Canada Post's first batch of community mailboxes will already be coming in by February.
In December 2013, Canada's government-owned postal agency announced it will close its door-to-door home delivery over the next five years. This will generate savings of $542 million (C$576 million) a year.
Canada Post said on Tuesday the transition will start in areas where community mailboxes were already established.
"It's easier to move forward and then work through the challenges as we go," Jon Hamilton, Canada Post, spokesperson said.
Although still uncertain how to set-up the other future community mailboxes, Mr Hamilton said that instead of on the streets, these could be set up in businesses that are open 24 hours.

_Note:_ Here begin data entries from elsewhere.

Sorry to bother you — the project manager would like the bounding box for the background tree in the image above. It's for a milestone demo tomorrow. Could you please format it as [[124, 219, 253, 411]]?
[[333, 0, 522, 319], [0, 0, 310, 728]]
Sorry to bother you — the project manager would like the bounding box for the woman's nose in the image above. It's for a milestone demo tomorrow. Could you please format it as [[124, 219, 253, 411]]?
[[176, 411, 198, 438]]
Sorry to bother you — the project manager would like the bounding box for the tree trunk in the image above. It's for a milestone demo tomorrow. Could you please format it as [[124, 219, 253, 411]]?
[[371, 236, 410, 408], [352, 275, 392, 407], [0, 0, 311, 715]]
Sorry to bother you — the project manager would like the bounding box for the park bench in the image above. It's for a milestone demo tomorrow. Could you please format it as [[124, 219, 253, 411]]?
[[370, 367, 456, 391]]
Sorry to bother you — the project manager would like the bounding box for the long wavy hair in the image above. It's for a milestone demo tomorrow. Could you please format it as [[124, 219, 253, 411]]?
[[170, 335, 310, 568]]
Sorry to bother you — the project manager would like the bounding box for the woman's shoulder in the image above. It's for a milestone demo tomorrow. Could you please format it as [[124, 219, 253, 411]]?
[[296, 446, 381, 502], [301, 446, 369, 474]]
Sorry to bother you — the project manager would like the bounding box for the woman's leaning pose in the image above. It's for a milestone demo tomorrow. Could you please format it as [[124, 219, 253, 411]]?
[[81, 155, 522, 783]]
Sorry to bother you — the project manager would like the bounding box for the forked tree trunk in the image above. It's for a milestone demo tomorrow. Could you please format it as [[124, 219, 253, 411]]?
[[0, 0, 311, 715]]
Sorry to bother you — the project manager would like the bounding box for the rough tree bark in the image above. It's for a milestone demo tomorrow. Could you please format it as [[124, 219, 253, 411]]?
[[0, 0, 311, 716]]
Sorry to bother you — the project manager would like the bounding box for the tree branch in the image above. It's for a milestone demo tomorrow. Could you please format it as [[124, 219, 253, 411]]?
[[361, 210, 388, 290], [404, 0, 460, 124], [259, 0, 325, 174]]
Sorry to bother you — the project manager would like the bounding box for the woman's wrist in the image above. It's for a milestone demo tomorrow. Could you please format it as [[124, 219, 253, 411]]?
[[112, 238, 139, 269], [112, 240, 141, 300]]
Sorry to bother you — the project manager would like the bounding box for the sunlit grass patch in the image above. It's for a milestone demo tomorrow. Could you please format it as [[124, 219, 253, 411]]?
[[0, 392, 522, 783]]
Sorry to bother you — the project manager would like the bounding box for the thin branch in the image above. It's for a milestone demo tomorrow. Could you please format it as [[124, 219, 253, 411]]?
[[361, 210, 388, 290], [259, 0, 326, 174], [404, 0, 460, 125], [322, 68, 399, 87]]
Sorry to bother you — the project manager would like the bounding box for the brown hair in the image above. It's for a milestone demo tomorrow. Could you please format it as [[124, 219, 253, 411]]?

"I'm not about to talk about hypothetical situations that we are going to encounter three, four years down the road," he said.
"There is a process we are going to follow to work with municipalities and find solutions."
Canada Post argued in December 2013 that the phase out of home delivery in urban areas was needed to curb financial losses since people nowadays prefer more the online mail and delivery.
While change is good, the phase out risks the employment of some 6,000 to 8,000 jobs during the next five years. As of end 2012 fiscal year, Canada Post employed a total of 68,000 staff.
Jim Watson, Ottawa Mayor, wants concrete details before Canada Post starts laying the community mailboxes.
"Where are these super mailboxes going to go, are they going to go on the front of someone's lawn? Who's paying for the cleanup and garbage around them? Are they going to be paying the city a fee?" Mr Watson said.
"Anytime I go out... I have people coming up to me quite concerned about this."